Now I wonder how many of us (including me) have really noticed that red spot? The impressionist painter Claude Monet relied heavily on nasturtiums in his famous garden at Giverny, and he painted them, too, in glorious impressionist color. Did he notice Monardes’s spot? Anyway, this year I’m going to look closely for it, although maybe it has been hybridized out. But I’m going to look, really look down at the flowers in my garden.
Most flowers look up at the sun, their source of light and life. When I plant beans, they’ll shoot straight up towards the heavens. Unlike many of us, they don’t (I presume) wake up at 4:00 a.m. and start thinking of black holes, inter-space travel overtaking time, and the possible destruction of the earth’s atmosphere. They don’t presumably worry about their grandchildren, potential health issues, or their identity being stolen.

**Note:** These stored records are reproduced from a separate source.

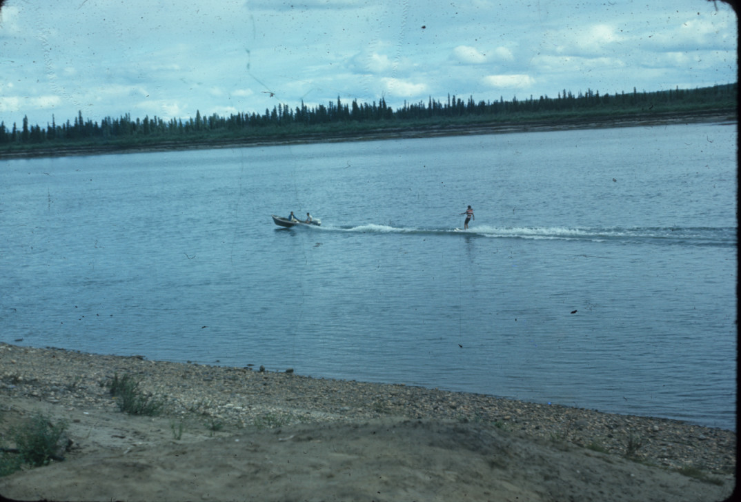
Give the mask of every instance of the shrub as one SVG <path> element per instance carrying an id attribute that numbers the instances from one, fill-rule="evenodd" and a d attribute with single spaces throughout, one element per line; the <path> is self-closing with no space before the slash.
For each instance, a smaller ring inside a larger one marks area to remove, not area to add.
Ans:
<path id="1" fill-rule="evenodd" d="M 60 439 L 67 429 L 67 422 L 61 421 L 56 424 L 41 414 L 34 415 L 22 426 L 14 427 L 10 436 L 15 448 L 2 448 L 0 457 L 0 475 L 7 475 L 17 471 L 24 464 L 39 467 L 52 460 L 61 461 Z"/>
<path id="2" fill-rule="evenodd" d="M 118 373 L 108 383 L 110 395 L 118 399 L 119 408 L 130 415 L 156 416 L 162 411 L 164 404 L 147 395 L 139 388 L 142 381 L 130 375 L 119 378 Z"/>

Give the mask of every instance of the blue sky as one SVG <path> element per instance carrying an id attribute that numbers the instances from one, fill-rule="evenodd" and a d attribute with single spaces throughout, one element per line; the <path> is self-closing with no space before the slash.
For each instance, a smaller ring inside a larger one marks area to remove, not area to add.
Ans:
<path id="1" fill-rule="evenodd" d="M 694 88 L 737 39 L 705 0 L 7 0 L 0 121 Z"/>

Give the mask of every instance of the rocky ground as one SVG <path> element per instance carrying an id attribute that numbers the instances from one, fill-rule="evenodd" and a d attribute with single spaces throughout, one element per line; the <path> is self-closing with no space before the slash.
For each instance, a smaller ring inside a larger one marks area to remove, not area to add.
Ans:
<path id="1" fill-rule="evenodd" d="M 108 383 L 124 375 L 141 379 L 161 415 L 119 410 Z M 66 421 L 72 444 L 63 462 L 0 478 L 6 497 L 465 499 L 455 488 L 468 500 L 722 500 L 736 483 L 736 434 L 725 429 L 290 369 L 0 344 L 0 442 L 38 412 Z M 311 461 L 299 461 L 306 455 Z"/>

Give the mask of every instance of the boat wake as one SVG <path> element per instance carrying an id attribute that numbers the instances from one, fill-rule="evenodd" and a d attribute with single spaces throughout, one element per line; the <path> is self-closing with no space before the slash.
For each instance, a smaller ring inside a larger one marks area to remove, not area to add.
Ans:
<path id="1" fill-rule="evenodd" d="M 367 224 L 353 227 L 325 225 L 314 230 L 350 233 L 399 233 L 469 236 L 489 238 L 585 241 L 665 245 L 726 247 L 737 245 L 734 227 L 491 227 L 476 225 L 468 230 L 425 227 L 393 227 Z"/>

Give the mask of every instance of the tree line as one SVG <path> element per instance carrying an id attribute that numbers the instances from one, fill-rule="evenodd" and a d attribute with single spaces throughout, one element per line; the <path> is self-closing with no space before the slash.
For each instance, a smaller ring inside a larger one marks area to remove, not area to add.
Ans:
<path id="1" fill-rule="evenodd" d="M 522 119 L 556 119 L 563 117 L 588 118 L 595 116 L 648 113 L 691 113 L 694 111 L 730 110 L 737 106 L 737 83 L 696 89 L 679 89 L 657 92 L 600 94 L 588 89 L 574 96 L 563 90 L 556 98 L 532 96 L 528 99 L 516 97 L 505 101 L 479 101 L 473 97 L 462 99 L 448 96 L 446 101 L 433 99 L 407 103 L 396 110 L 384 98 L 376 103 L 348 104 L 339 97 L 326 105 L 308 107 L 302 101 L 292 108 L 279 104 L 264 113 L 239 113 L 229 116 L 216 113 L 209 116 L 196 111 L 196 116 L 164 120 L 148 116 L 132 118 L 127 113 L 119 118 L 105 117 L 99 122 L 84 119 L 82 111 L 70 121 L 58 124 L 54 116 L 45 127 L 28 123 L 24 116 L 21 127 L 11 127 L 0 122 L 0 147 L 13 146 L 62 145 L 126 141 L 156 142 L 183 141 L 198 138 L 239 138 L 249 136 L 300 134 L 327 130 L 328 126 L 353 126 L 357 130 L 388 127 L 414 127 L 432 123 L 497 121 Z"/>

(I don’t worry much about my own identity being stolen. Who would want to be me, pottering around without an iPad, without a television, without a camera, talking—as you’ll see—to tomatoes? I don’t think there’d be many takers!)

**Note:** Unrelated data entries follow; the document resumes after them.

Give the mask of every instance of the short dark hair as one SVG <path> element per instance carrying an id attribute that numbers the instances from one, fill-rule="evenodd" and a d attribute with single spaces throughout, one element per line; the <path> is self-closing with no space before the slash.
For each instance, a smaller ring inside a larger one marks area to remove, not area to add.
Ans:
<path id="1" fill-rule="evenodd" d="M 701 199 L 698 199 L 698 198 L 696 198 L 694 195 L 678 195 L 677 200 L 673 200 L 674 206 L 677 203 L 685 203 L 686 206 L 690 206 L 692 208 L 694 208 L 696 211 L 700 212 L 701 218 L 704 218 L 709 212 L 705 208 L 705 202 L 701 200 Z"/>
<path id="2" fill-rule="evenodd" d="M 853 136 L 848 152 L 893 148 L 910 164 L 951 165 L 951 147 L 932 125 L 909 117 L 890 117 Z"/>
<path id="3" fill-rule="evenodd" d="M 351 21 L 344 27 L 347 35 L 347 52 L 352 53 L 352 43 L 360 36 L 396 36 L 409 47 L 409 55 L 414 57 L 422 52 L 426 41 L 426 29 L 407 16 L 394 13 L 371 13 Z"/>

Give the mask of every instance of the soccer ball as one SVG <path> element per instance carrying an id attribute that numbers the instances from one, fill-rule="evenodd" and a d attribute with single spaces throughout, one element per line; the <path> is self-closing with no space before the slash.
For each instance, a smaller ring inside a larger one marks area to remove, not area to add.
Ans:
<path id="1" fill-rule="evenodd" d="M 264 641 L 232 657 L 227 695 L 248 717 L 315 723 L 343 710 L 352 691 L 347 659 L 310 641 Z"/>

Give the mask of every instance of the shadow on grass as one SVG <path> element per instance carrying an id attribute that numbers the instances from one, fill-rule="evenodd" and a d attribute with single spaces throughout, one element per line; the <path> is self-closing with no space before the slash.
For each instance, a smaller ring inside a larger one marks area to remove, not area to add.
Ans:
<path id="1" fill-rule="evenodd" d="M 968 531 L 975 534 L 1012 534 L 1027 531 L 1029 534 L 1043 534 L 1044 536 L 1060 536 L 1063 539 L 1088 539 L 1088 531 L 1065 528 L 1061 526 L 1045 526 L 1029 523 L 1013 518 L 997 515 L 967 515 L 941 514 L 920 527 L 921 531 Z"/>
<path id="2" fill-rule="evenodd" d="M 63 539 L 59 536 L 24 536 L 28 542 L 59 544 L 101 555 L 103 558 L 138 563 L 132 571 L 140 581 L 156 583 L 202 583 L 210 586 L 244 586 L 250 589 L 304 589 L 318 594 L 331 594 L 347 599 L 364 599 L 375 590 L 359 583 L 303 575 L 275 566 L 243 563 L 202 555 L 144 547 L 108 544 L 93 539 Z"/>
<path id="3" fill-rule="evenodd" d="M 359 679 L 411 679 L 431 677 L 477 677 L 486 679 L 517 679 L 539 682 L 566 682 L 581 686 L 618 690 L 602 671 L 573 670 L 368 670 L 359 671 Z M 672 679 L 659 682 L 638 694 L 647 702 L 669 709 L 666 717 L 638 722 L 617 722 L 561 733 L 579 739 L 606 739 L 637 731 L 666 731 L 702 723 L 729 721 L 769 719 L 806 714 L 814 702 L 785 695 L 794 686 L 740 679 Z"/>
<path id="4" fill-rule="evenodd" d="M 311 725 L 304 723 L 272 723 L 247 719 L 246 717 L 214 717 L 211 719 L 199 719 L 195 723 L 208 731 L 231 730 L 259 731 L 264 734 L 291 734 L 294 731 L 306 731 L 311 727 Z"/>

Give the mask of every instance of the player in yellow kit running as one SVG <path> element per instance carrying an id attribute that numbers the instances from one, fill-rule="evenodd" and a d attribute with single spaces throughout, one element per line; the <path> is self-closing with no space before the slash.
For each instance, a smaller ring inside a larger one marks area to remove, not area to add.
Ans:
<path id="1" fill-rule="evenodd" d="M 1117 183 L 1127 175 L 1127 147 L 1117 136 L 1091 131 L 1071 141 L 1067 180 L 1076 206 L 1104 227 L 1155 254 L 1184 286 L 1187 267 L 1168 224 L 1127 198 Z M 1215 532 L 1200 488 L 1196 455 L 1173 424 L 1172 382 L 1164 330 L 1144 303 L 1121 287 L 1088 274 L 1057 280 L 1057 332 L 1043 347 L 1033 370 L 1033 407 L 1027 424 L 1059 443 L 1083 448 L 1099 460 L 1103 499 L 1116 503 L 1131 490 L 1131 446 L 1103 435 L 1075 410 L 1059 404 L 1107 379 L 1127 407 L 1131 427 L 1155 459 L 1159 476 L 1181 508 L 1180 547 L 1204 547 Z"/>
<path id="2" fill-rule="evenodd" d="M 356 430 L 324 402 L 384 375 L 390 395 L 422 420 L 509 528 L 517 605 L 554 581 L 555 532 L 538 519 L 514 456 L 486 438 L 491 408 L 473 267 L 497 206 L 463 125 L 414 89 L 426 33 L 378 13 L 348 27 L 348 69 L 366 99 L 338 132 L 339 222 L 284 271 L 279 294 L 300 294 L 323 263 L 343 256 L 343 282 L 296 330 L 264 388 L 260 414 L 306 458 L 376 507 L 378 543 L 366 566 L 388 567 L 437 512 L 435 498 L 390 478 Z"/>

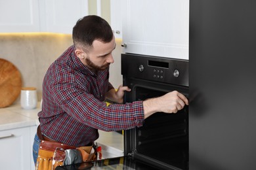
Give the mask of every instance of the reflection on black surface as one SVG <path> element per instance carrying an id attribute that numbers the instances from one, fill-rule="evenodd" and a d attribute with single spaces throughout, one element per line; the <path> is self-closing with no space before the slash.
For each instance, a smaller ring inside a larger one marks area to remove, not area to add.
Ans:
<path id="1" fill-rule="evenodd" d="M 167 92 L 161 90 L 137 87 L 135 100 L 158 97 Z M 142 127 L 133 131 L 136 139 L 135 152 L 139 157 L 143 159 L 146 156 L 173 167 L 188 169 L 188 107 L 176 114 L 155 113 L 144 120 Z"/>
<path id="2" fill-rule="evenodd" d="M 106 159 L 93 162 L 85 162 L 81 163 L 57 167 L 56 170 L 76 170 L 76 169 L 140 169 L 154 170 L 158 169 L 142 162 L 134 160 L 129 157 L 120 157 L 111 159 Z"/>

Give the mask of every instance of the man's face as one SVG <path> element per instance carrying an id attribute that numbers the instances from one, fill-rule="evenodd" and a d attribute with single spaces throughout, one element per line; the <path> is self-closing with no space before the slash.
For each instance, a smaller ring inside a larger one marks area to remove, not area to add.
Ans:
<path id="1" fill-rule="evenodd" d="M 84 52 L 81 61 L 93 71 L 104 70 L 114 63 L 112 51 L 116 48 L 116 41 L 113 36 L 110 42 L 104 43 L 98 40 L 93 42 L 93 47 Z"/>

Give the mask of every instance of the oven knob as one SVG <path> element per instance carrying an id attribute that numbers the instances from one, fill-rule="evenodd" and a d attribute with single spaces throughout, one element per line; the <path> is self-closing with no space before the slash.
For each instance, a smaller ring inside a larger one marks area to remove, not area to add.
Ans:
<path id="1" fill-rule="evenodd" d="M 140 65 L 140 66 L 139 67 L 139 70 L 140 72 L 142 72 L 144 71 L 144 66 L 143 66 L 143 65 L 142 65 L 142 64 Z"/>
<path id="2" fill-rule="evenodd" d="M 180 75 L 180 73 L 179 72 L 179 70 L 175 69 L 173 71 L 173 76 L 175 77 L 178 77 L 179 75 Z"/>

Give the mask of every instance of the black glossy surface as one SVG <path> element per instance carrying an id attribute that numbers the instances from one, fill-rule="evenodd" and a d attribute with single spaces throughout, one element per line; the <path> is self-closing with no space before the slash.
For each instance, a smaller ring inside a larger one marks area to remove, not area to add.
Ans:
<path id="1" fill-rule="evenodd" d="M 255 169 L 256 1 L 190 5 L 190 169 Z"/>
<path id="2" fill-rule="evenodd" d="M 57 167 L 56 170 L 77 170 L 77 169 L 140 169 L 140 170 L 158 170 L 152 166 L 138 160 L 134 160 L 129 157 L 120 157 L 111 159 L 102 160 L 93 162 Z"/>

I don’t grow all my plants from seed—especially not tomatoes. Last year, however, when I was clearing up the garden in late October, I came across a tiny tomato seedling under our picnic table. What could I do? “All right, you silly plant,” I said, and dug it up. I kept it in a pot all winter. As if in gratitude, it grew, and grew, and I had to prune it until it could go outside—where there was no stopping it. Eventually, it reached 15 feet high and 8 feet across (truly), covering everything around it and filling the porch gutter. It produced an abundance of small yellow tomatoes—not the best I have ever eaten, I admit. But it had already made a miracle. What more could I ask of it?

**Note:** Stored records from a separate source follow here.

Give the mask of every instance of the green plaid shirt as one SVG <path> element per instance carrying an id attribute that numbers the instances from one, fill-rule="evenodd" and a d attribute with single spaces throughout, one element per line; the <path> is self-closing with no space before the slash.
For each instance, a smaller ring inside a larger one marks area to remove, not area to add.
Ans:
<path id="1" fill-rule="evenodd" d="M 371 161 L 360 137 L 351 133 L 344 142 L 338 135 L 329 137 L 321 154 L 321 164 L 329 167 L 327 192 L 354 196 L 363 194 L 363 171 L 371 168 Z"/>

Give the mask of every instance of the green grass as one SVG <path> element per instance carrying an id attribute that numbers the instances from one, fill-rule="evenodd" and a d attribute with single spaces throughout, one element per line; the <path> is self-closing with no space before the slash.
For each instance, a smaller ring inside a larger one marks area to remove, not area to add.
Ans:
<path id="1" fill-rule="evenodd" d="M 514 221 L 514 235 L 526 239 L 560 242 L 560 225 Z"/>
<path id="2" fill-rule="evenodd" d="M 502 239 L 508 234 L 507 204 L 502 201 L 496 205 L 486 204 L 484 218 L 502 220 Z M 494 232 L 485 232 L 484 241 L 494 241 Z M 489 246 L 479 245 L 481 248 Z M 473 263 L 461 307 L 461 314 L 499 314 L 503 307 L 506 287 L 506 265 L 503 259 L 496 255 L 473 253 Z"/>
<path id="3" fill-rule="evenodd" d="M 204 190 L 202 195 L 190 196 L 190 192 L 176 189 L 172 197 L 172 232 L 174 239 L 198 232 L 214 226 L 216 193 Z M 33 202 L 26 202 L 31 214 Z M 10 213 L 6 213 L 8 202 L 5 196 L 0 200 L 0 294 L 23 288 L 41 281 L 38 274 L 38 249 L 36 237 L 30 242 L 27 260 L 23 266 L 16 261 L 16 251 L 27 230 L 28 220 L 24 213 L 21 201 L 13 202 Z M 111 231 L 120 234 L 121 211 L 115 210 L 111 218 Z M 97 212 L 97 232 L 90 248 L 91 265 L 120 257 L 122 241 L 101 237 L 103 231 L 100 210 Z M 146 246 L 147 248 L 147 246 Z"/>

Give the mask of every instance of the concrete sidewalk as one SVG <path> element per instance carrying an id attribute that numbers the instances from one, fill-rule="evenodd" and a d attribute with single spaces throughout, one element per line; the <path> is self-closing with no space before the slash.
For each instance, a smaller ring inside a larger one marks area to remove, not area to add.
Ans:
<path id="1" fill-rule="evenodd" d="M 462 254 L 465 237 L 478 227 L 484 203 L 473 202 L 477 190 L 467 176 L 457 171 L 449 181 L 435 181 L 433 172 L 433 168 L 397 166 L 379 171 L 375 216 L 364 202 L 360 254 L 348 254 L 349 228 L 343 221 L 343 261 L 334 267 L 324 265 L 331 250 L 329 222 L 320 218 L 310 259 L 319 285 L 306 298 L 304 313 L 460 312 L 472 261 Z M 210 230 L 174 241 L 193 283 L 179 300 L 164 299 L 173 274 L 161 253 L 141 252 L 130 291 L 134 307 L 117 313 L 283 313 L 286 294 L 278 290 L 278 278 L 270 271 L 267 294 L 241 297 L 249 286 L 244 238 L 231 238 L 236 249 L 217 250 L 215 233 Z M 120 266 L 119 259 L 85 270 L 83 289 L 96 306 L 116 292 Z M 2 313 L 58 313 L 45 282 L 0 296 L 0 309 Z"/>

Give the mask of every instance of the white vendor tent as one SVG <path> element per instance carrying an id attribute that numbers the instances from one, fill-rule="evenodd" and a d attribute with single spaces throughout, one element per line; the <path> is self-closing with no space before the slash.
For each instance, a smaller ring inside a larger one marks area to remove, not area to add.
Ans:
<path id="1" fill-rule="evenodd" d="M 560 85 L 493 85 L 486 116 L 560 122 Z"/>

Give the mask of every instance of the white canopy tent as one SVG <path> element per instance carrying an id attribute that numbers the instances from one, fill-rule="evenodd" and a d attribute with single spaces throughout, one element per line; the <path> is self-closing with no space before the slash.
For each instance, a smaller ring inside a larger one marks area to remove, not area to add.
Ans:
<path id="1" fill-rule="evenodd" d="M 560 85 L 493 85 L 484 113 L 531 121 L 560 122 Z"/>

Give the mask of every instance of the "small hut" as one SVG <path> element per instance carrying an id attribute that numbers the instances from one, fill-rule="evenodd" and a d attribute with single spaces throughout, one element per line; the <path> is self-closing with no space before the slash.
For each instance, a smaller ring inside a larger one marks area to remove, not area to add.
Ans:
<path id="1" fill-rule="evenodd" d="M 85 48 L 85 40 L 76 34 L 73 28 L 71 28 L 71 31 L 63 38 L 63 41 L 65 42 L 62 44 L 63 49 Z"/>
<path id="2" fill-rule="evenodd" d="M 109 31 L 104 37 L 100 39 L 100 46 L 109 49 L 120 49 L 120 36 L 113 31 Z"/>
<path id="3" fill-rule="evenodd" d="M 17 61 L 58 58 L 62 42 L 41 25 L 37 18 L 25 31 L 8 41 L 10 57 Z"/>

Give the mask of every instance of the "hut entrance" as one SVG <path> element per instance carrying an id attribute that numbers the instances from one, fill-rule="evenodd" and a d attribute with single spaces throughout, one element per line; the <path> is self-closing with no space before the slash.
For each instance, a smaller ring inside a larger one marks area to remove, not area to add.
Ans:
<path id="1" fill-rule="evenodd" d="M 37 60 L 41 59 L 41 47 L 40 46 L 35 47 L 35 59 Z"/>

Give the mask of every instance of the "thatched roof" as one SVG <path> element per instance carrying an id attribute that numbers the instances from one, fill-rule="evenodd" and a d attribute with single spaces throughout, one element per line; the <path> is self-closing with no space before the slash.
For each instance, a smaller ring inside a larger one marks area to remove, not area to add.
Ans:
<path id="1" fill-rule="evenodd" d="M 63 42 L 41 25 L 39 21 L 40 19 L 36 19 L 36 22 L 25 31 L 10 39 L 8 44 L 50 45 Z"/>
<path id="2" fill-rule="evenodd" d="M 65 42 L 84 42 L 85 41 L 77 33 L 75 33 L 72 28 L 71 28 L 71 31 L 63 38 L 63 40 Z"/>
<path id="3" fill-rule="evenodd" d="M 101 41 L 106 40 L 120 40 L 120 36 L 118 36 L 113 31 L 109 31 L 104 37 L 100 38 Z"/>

This year I’ll get some regular tomato plants, too. They come small, each one smaller by far than the fruit I hope to harvest from it. Like the poet Tennyson, I’ll cup the tiny plants in my hand and think about it all. Tennyson wasn’t gardening, but probably strolling when he spotted a Flower in a Crannied Wall. We know he wasn’t on a cell phone (in 1869), so he was looking and his hands were free:
Flower in the crannied wall,
I pluck you out of the crannies
I hold you here, root and all, in my hand,
Little flower—but if I could understand
What you are, root and all, and all in all,
I should know what God and man is.
Yes, these are turbulent times, and I for one don’t understand much of what goes on in the world outside my garden. I’m scared of my word processor (which has behaved well so far today) and can’t cope with email. I still like to pay bills by check. And if I’m depressed, I go into the garden to potter around.